Raum Geislingen Was passiert mit dem Geld aus der Herdprämie?

Raum Geislingen / SWP 04.09.2015
Das Betreuungsgeld ist Geschichte - was tun mit dem frei werdenden Geld? Kommentare von Heike Baehrens (SPD) und Hermann Färber (CDU).

Das Bundesverfassungsgericht hat im Juli die "Herdprämie" gekippt, die Eltern für die Betreuung ihrer Kinder zu Hause bekommen hatten. Nun ist ein Streit darüber entbrannt, wofür die frei werdenden Mittel verwendet werden sollen. Die Göppinger SPD-Bundestagsabgeordnete Heike Baehrens sagt dazu: "Familienministerin Manuela Schwesig hat recht: Das für das Betreuungsgeld veranschlagte Budget muss weiterhin bei den Familien ankommen." Eine gute Betreuung komme allen Familien zugute. Deshalb sollten die frei gewordenen Mittel in erster Linie in den Ausbau und die Verbesserung der Kinderbetreuung fließen.

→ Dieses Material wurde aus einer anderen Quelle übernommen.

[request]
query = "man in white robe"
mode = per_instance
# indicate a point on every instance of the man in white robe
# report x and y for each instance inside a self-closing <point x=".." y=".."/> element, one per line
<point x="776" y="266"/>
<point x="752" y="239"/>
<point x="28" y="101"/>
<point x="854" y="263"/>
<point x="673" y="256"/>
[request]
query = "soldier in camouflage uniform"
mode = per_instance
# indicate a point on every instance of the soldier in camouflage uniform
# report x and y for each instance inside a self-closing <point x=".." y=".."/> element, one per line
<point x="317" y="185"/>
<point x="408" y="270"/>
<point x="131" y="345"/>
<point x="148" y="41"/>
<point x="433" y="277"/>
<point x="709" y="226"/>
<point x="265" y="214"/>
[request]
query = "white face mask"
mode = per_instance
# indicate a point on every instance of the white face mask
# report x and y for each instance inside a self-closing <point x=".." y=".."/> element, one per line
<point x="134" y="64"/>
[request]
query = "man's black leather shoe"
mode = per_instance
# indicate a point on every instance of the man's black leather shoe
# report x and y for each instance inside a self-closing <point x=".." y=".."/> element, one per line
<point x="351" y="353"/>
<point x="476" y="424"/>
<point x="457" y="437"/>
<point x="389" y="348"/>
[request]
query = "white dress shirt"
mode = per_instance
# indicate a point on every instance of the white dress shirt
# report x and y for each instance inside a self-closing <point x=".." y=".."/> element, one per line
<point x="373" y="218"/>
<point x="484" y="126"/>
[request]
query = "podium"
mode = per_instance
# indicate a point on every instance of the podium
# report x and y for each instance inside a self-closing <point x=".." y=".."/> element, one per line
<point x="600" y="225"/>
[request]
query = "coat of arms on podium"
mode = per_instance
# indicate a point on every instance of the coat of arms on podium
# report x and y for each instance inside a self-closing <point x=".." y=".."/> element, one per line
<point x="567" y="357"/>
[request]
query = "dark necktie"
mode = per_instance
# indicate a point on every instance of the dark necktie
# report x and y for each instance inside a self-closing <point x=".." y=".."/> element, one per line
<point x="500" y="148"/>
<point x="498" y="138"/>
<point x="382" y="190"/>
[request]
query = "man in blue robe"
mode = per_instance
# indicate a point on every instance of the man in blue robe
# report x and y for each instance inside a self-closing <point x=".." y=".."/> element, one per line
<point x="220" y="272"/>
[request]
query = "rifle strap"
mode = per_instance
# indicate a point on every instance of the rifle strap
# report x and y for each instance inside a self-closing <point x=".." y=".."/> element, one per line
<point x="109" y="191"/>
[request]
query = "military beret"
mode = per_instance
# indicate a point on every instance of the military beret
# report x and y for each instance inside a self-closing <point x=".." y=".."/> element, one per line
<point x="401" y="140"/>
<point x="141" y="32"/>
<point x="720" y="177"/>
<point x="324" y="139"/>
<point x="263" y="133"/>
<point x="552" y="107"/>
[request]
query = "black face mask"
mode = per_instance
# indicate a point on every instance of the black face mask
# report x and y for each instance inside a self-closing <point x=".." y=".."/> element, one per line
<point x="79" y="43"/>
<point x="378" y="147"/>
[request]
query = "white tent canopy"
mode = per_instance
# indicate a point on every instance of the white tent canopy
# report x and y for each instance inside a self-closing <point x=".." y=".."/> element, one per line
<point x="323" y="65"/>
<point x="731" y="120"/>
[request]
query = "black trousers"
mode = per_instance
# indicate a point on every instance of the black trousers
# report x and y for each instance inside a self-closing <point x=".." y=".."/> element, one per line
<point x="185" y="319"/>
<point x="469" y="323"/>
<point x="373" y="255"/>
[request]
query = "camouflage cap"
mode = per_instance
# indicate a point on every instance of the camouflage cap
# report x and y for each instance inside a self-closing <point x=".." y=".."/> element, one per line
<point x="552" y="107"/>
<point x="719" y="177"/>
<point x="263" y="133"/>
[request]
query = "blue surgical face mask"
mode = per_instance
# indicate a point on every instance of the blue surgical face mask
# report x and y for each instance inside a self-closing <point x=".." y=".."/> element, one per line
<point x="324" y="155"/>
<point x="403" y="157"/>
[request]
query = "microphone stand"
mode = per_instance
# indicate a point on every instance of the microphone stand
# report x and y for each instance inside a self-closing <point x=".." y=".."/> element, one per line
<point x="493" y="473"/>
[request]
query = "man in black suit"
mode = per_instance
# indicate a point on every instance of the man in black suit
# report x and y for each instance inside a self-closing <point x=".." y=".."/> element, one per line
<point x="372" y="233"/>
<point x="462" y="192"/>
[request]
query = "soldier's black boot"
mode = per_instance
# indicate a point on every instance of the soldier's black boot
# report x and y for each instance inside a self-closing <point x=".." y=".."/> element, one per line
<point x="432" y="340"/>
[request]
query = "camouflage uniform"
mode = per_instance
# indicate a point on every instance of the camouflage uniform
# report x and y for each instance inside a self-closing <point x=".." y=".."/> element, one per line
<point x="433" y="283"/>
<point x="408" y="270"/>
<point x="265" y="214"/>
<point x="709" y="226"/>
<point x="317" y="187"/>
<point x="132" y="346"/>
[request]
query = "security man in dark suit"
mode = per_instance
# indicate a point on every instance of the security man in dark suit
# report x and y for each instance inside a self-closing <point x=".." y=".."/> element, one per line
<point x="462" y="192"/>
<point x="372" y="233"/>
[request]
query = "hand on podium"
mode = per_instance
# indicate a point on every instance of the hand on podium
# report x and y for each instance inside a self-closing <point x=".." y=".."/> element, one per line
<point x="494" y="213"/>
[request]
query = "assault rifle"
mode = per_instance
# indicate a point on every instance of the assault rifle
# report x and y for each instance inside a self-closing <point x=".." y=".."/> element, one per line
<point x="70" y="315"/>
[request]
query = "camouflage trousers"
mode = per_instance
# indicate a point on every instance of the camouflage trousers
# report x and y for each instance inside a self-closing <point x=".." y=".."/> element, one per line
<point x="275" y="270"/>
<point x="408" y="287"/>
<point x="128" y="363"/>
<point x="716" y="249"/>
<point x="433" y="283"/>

Der CDU-Bundestagsabgeordnete Hermann Färber aus Böhmenkirch meint: "Ich bin dafür, dass dieses Geld in jedem Fall direkt den Familien zugute kommen soll, die auch vom Betreuungsgeld profitiert hätten, weil sie keine staatliche Betreuung für ihre Kinder in Anspruch nehmen." Man müsse nun überlegen, wie man dies gewährleisten könne. Es sei keine Lösung, das Geld einfach den Ländern zu überlassen; viele Länder hätten schon deutlich gemacht, dass sie kein Betreuungsgeld einführen wollten.